This is the story of how a seven-year old American boy, Nicholas Green, was shot in a botched robbery while traveling along a major highway in the south of Italy on a family vacation, how his parents, Reg and Maggie Green, donated his organs and corneas to seven very sick Italians, four of them teenagers and how that decision changed the views of millions of people around the world about organ donation.
In Italy alone donation rates in the next 10 years tripled, a rate of increase no other country has ever come close to so that thousands of people are alive there who would now be dead. Newspaper and television channels around the world covered the story and its aftermath: an increase in understanding worldwide of the power of a single decision to save multiple lives. "The Nicholas Effect" describes every stage in how this one decision changed the world's view of what until then had been to most people an obscure and frightening surgical procedure. It tells how the seven recipients, some on the point of death, resumed their lives, including one who had a baby four years later and called him Nicholas.

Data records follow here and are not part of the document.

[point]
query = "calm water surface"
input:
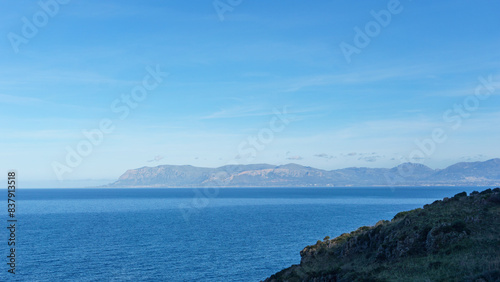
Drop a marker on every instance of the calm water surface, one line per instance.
(240, 234)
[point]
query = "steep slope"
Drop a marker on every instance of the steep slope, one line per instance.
(454, 239)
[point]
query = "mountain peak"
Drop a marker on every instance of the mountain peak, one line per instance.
(295, 175)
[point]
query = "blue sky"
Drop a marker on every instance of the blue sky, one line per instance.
(228, 74)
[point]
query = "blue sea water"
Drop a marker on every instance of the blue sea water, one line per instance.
(229, 234)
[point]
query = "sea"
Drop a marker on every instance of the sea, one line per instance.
(205, 234)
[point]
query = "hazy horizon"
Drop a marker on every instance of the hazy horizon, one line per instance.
(99, 88)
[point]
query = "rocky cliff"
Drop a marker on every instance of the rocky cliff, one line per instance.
(456, 239)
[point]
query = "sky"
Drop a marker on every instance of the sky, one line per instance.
(89, 89)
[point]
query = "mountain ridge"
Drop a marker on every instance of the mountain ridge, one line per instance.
(485, 173)
(454, 239)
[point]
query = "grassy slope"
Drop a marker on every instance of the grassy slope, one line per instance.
(455, 239)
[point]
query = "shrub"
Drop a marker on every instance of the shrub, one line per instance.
(463, 194)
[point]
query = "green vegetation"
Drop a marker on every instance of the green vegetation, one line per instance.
(456, 239)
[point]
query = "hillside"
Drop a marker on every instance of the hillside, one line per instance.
(456, 239)
(293, 175)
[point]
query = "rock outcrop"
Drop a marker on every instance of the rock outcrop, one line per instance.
(456, 239)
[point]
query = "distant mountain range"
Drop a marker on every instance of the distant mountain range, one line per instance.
(485, 173)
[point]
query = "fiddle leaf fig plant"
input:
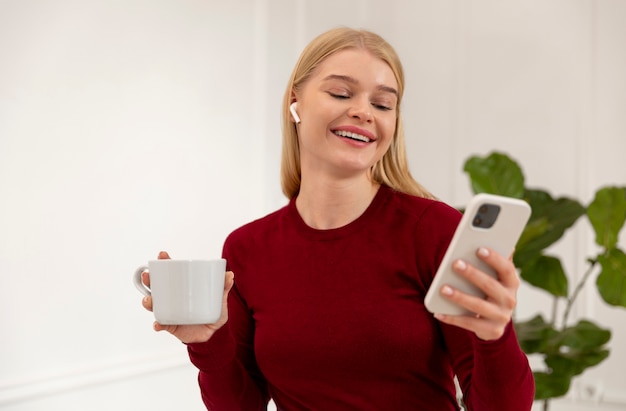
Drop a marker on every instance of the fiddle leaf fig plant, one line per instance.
(567, 348)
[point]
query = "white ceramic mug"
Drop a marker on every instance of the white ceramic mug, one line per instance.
(184, 291)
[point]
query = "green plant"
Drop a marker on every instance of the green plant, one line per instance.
(567, 349)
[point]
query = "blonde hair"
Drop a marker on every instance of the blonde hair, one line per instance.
(392, 169)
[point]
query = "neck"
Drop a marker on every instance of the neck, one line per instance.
(332, 204)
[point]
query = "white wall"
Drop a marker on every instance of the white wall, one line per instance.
(127, 127)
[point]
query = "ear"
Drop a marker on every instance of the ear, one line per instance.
(294, 113)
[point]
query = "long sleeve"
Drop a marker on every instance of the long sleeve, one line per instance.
(495, 375)
(229, 378)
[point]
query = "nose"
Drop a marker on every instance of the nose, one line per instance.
(361, 110)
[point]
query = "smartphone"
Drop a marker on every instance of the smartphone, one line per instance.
(489, 220)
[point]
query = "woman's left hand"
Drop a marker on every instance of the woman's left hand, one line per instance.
(493, 313)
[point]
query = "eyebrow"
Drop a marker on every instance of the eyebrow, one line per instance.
(352, 80)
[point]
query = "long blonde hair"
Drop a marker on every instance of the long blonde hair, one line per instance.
(392, 169)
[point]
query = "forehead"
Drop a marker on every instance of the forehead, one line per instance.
(359, 64)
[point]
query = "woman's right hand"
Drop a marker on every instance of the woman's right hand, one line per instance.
(191, 333)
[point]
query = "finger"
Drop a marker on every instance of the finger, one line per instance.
(145, 278)
(486, 283)
(147, 303)
(507, 274)
(160, 327)
(484, 329)
(481, 307)
(229, 282)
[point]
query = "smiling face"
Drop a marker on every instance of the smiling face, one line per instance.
(348, 110)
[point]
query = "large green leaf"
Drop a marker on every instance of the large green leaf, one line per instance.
(551, 385)
(495, 174)
(534, 335)
(611, 281)
(607, 213)
(548, 221)
(547, 273)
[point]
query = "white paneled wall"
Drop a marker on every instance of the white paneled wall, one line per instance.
(127, 127)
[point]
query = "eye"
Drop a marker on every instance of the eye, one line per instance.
(340, 96)
(382, 107)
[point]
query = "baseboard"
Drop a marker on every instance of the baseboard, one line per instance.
(25, 389)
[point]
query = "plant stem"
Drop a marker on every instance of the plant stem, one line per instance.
(577, 290)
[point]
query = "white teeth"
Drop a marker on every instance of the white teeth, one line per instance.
(353, 136)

It tells how the Green family adapted to life without Nicholas including the birth of twins to Maggie, two years after Nicholas' death and how Nicholas' sister, Eleanor, four years old at the time of the shooting, found the strength to overcome his loss and deal with the whirlwind in which meeting celebrities and photo sessions with leading politicians became a way of life.
The book covers the arrest, trial and conviction of two Mafia men who had attacked the Greens' rented car because they thought it was carrying a cargo of jewelry. It describes in detail the making of a made-for-television movie, "Nicholas' Gift," starring Jamie Lee Curtis and Alan Bates which has been seen by a hundred million people worldwide. It ends on a note of hope, reflecting on the much-increased numbers of people around the world who are now willing to donate a loved one's organs to complete strangers.